Foundational Terms
Master these essential Voice AI concepts that form the building blocks of any voice-enabled application.
Core Concepts
STT (Speech-to-Text)
Converts spoken language into written text, typically using Automatic Speech Recognition (ASR) algorithms.
TTS (Text-to-Speech)
Technology that converts written text into synthetic speech (artificial voice output).
TTFT (Time to First Token)
A latency metric representing the time from a user's query (end of spoken input) to the system producing the first part of its response (first output token).
Turn (Dialogue Turn)
In a conversation, one turn is a single participant's utterance before the other party responds (i.e. speaking one-at-a-time in alternating turns).
Wake Word
A specific word or phrase that, when detected, causes a voice assistant or device to "wake up" and start listening for commands (e.g. "Hey Siri", "Alexa").
NLU (Natural Language Understanding)
A branch of AI that enables machines to comprehend meaning and intent from human language input (converting raw text into structured data like intents and entities).
Audio Processing
AEC (Acoustic Echo Cancellation)
Client-side filter that removes speaker bleed-through before STT.

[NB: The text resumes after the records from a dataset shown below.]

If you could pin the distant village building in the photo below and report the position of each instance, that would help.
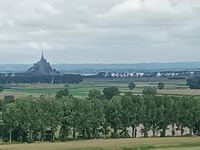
(42, 67)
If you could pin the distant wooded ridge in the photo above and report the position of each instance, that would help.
(95, 68)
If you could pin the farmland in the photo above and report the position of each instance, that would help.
(186, 143)
(172, 87)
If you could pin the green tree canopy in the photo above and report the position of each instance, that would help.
(109, 92)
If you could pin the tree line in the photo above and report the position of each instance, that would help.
(106, 114)
(50, 79)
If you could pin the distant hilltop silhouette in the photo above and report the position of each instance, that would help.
(41, 68)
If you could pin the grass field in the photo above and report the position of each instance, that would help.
(172, 87)
(178, 143)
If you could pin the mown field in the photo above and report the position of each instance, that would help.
(178, 143)
(172, 87)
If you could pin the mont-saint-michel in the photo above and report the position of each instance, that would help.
(41, 68)
(114, 75)
(40, 72)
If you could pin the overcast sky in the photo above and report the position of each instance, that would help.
(99, 31)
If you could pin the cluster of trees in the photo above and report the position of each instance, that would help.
(56, 79)
(100, 115)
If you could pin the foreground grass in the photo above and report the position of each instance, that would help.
(177, 143)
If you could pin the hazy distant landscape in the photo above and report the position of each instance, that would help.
(96, 68)
(99, 75)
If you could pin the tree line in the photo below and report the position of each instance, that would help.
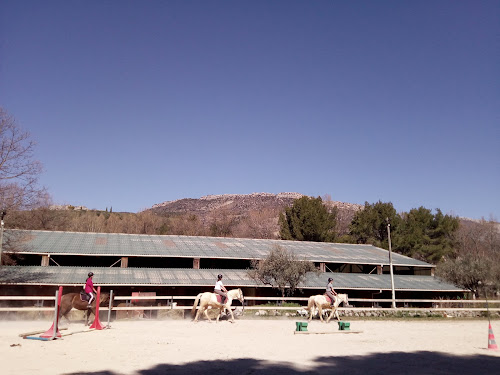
(467, 254)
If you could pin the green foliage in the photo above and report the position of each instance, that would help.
(369, 226)
(308, 220)
(423, 235)
(475, 262)
(468, 271)
(282, 270)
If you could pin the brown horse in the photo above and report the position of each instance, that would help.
(73, 300)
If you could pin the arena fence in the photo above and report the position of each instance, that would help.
(21, 304)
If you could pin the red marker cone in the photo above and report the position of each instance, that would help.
(491, 339)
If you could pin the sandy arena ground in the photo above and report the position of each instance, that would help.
(152, 347)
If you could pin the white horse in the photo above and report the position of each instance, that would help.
(209, 299)
(320, 302)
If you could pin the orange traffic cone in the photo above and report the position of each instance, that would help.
(491, 339)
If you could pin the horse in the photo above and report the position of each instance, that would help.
(209, 299)
(320, 302)
(73, 300)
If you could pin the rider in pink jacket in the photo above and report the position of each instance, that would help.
(89, 288)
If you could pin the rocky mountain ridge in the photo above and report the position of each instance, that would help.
(239, 203)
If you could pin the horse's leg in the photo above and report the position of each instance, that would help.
(320, 313)
(232, 316)
(206, 314)
(89, 311)
(197, 315)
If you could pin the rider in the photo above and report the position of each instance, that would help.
(220, 289)
(89, 287)
(330, 292)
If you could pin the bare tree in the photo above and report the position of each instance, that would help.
(474, 264)
(258, 224)
(281, 269)
(19, 171)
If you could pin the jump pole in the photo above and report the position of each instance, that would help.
(53, 331)
(97, 323)
(109, 308)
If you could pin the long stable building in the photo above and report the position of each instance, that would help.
(184, 265)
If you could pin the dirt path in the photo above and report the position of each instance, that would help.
(253, 347)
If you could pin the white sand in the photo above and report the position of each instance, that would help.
(253, 347)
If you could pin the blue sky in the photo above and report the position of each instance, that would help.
(134, 103)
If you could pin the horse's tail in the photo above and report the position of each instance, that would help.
(193, 311)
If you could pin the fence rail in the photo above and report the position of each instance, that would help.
(438, 304)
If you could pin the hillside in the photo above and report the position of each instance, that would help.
(238, 204)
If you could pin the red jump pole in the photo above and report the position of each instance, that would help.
(97, 322)
(53, 331)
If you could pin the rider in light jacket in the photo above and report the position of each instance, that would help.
(220, 289)
(330, 292)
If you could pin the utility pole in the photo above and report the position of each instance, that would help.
(390, 264)
(2, 215)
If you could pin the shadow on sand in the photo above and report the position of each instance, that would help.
(419, 363)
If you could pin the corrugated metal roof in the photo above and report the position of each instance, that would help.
(108, 277)
(115, 244)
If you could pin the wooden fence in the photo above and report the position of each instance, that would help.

AGC (Automatic Gain Control)
Mic-level amplifier that evens loud/quiet input; can hide pauses.
Opus
Low-latency audio codec baked into WebRTC; 6–510 kbps.
PCM (Pulse-Code Modulation)
Raw, uncompressed audio (e.g., 24 kHz × 16-bit = 384 kbps).
Jitter Buffer
Client queue that re-orders late packets; bigger buffer ⇒ more delay.
Networking & Protocols
PSTN (Public Switched Telephone Network)
Legacy phone network your bot must join to reach real numbers.
SIP (Session Initiation Protocol)
VoIP signalling standard; used for carrier, PBX or call-center hand-offs.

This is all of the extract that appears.